I share in your frustration. I can't stand one more 20 year old ABA therapist who has never been married, never had kids, in my house, telling me stupid stuff we have tried for years. Now, I have decided that the only use of therapy for either kid is if they are with another adult who "gets them" and enjoys their company and can have fun with them. If my kids think it is fun, then it is worthwhile. If it isn't fun to them, it isn't worth it. We can do ABA in our sleep, token economy in our sleep, social skills, OT, etc. etc. etc. We have learned as much as we can and unfortunately we are the best to work with either one of my kids. I so badly want someone else to be able to step in and take over for 2 hours so I can get a break but there is no one that can. All I can get for help is someone to "play" with the kids. We are forced to home school my son and it is very difficult but for the school it was impossible. I see my daughter being homeschooled at some point too due to the sensory issues at our local middle school. Yesterday I was at the homeschool building, next to the middle school my son used to be at, and at lunch in a tiny, crowded outdoor area, all the kids were crowded in the hot son, eating lunch, while they played extremely loud rock music. I couldn't believe it. I asked the homeschool people if this happened often. They said yes, that they couldn't believe it either, and that they can't understand how the kids can deal with it. No WONDER my son couldn't cope!!! My daughter would never be able to tolerate that. Kids were running around crazy, crashing into each other, loud music, crowded, hot sun. My life has stopped, just like when we had small toddlers, babies, where we have to give them full attention most of the time. I thought that would end when they got bigger, that at least I would have the school hours to myself to work and take care of things. Now it is 24/7 again, but I realize this won't last forever..... at least I hope it won't.

Sorry for rambling. Roxanna's email just brought back all of those similar experiences we have had over the years. Being so hopeful that someone "gets it" and can help with it, wasting all that money on help, not actually getting any.......

( ) frustration occurs

I have had a lot of things to deal with lately with my kids. IEPs stacked up, evaluations, achievement testing, etc. I went to an IEP for my 19 yo and there were a number of things that were never addressed or done at all from the last IEP. I noticed that these items were not written on the new IEP. So the sped teacher tells me, "There is just no nice way to say this...it just wasn't done." I was like, "uh....okay....." and she continues to say that because it wasn't done, she didn't write it on the new IEP. I almost wanted to LOL at the "logic". And even so, he's 19 yo now and I am only there because he refuses to go on his own. The fact that he can't attend his own meeting is not a problem for them that it is for me. <g> But again, this is how it went and I really left discouraged about the whole process. I mean, knowing the laws means nothing if you don't have people willing to fulfill their duties as written in the IEP. And more so, we have a ds who would never agree to another therapy in his life. He was really abused by the system and I don't blame him. But really this leaves a basically useless IEP. Oh well.

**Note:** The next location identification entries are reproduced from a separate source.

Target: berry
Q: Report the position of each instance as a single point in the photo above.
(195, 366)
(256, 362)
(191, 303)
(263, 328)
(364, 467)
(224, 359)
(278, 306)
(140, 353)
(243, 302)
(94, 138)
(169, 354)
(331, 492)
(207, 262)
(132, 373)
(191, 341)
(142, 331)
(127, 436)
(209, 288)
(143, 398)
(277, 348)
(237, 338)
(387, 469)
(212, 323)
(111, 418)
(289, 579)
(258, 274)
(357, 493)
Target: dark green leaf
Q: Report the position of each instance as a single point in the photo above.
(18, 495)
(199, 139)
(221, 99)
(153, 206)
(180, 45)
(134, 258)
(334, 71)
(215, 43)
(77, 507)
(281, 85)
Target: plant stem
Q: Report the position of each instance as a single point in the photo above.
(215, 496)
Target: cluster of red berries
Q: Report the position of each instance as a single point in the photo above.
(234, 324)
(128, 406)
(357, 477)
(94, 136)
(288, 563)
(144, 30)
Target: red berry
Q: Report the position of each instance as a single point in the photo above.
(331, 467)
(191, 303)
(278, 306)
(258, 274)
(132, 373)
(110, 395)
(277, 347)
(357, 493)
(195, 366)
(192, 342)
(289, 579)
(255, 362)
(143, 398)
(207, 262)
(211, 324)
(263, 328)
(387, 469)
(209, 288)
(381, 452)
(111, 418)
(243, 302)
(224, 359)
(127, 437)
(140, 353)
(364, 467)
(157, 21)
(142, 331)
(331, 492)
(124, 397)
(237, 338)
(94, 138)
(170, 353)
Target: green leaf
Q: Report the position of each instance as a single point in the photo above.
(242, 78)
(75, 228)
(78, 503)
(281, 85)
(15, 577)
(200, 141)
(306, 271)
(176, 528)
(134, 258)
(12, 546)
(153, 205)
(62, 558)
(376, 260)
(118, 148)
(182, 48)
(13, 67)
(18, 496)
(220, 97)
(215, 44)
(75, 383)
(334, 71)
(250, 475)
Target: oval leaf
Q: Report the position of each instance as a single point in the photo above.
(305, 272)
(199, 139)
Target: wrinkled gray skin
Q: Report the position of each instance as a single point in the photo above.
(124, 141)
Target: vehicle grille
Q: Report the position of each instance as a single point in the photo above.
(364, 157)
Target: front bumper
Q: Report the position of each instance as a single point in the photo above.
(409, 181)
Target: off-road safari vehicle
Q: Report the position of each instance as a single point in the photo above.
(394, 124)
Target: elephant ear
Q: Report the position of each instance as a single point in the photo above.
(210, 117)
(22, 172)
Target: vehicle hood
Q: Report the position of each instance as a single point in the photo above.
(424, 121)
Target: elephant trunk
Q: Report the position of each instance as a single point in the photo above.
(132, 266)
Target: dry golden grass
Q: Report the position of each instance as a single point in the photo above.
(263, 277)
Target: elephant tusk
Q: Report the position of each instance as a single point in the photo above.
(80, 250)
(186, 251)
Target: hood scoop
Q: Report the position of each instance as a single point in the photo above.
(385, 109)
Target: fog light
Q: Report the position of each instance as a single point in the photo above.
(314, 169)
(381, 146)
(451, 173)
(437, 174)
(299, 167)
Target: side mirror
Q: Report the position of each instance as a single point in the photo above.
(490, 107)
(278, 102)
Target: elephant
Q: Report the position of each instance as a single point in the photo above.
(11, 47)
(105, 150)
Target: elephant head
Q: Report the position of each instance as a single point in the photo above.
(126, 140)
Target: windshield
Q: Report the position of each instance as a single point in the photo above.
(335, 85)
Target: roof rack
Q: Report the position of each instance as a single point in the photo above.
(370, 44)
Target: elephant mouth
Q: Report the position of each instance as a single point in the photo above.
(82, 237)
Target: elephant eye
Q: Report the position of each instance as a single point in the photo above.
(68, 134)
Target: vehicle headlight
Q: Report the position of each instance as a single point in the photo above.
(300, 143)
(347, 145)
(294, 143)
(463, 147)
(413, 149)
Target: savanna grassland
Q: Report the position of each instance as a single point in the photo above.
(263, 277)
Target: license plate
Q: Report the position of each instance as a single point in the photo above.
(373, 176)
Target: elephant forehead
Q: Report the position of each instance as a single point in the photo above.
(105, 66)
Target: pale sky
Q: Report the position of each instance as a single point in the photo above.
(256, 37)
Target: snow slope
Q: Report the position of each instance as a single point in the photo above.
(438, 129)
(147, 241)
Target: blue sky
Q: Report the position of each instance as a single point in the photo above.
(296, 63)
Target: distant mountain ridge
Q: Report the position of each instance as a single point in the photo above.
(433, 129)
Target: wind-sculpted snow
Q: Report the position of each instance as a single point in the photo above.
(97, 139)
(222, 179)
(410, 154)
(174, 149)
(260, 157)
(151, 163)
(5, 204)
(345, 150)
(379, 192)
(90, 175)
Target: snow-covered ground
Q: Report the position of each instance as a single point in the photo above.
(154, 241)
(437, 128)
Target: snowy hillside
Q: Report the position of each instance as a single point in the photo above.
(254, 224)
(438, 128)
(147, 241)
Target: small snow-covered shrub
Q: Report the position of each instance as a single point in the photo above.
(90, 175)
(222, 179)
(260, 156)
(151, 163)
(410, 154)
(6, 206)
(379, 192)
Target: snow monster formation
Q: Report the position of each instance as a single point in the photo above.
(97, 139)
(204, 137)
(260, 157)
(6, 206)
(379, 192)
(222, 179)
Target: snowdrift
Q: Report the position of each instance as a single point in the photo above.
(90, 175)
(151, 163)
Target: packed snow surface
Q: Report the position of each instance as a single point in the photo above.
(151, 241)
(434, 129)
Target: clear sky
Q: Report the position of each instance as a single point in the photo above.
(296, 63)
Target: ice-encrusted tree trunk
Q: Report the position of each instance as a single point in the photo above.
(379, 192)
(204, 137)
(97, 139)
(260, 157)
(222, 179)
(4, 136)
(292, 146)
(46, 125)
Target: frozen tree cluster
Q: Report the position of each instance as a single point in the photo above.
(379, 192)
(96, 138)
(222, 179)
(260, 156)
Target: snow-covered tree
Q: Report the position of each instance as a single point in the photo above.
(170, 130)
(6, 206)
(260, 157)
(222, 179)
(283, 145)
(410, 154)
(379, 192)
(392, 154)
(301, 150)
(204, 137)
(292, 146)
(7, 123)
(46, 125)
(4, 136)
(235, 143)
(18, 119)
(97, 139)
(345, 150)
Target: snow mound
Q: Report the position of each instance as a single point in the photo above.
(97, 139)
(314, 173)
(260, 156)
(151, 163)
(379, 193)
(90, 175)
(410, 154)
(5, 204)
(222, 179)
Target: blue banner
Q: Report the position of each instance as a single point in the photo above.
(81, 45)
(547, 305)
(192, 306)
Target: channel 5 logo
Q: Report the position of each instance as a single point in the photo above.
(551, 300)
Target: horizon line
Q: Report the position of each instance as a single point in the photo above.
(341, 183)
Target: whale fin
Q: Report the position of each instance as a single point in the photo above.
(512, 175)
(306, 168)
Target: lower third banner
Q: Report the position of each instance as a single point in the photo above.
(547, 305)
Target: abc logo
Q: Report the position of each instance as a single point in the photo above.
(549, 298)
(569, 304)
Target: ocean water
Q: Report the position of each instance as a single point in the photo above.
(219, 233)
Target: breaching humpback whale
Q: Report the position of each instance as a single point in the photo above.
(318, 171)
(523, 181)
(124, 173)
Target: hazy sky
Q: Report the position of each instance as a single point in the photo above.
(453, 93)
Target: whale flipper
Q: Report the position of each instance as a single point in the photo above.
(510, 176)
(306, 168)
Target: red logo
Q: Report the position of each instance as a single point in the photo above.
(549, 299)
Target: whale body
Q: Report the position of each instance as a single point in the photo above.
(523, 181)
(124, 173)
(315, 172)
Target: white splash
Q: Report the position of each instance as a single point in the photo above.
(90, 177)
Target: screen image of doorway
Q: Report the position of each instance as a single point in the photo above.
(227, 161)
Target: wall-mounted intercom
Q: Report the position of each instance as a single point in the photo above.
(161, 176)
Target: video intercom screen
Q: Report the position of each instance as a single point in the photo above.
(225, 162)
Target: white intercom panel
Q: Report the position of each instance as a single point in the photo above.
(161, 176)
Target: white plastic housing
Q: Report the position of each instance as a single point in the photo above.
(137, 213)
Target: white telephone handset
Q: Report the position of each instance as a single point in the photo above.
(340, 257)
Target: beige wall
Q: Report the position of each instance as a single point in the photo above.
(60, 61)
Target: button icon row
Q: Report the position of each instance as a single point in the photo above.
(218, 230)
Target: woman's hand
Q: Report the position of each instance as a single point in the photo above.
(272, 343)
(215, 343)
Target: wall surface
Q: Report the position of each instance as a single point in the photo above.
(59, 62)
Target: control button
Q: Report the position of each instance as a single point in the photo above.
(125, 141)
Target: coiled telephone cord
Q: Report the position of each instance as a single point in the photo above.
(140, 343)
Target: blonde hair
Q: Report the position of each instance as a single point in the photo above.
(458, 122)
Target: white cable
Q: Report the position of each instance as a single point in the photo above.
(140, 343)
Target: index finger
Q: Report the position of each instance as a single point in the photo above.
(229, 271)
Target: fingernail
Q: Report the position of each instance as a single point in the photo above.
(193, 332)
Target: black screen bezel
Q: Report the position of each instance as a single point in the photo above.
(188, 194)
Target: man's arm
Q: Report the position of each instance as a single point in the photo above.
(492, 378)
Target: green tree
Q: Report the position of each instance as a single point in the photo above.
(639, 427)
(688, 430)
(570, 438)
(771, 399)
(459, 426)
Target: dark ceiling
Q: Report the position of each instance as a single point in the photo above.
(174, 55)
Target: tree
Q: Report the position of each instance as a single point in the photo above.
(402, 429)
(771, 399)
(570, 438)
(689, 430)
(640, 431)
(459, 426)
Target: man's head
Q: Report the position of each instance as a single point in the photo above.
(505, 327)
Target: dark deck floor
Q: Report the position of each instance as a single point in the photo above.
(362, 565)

So fast forward to today when I took my 11 yo (hfa) to another eval with the OT. He is having his 3 year MFE done and we've been going to this place down the street for OT and ST eval's since we e-school. I have filled out pages of forms asking me all sorts of questions and I even got excited as I always do because they are asking me questions about things that are serious problems for my kid! So I feel, "Hey! I'm in the right place! Alright!" And he has several days of testing and each time, OT tells me he is all over the place, his writing sucks, he does really eat plastic, and on and on. So again, I feel as if I am in the right place and perhaps we will get him some help at long last for a number of problems he has.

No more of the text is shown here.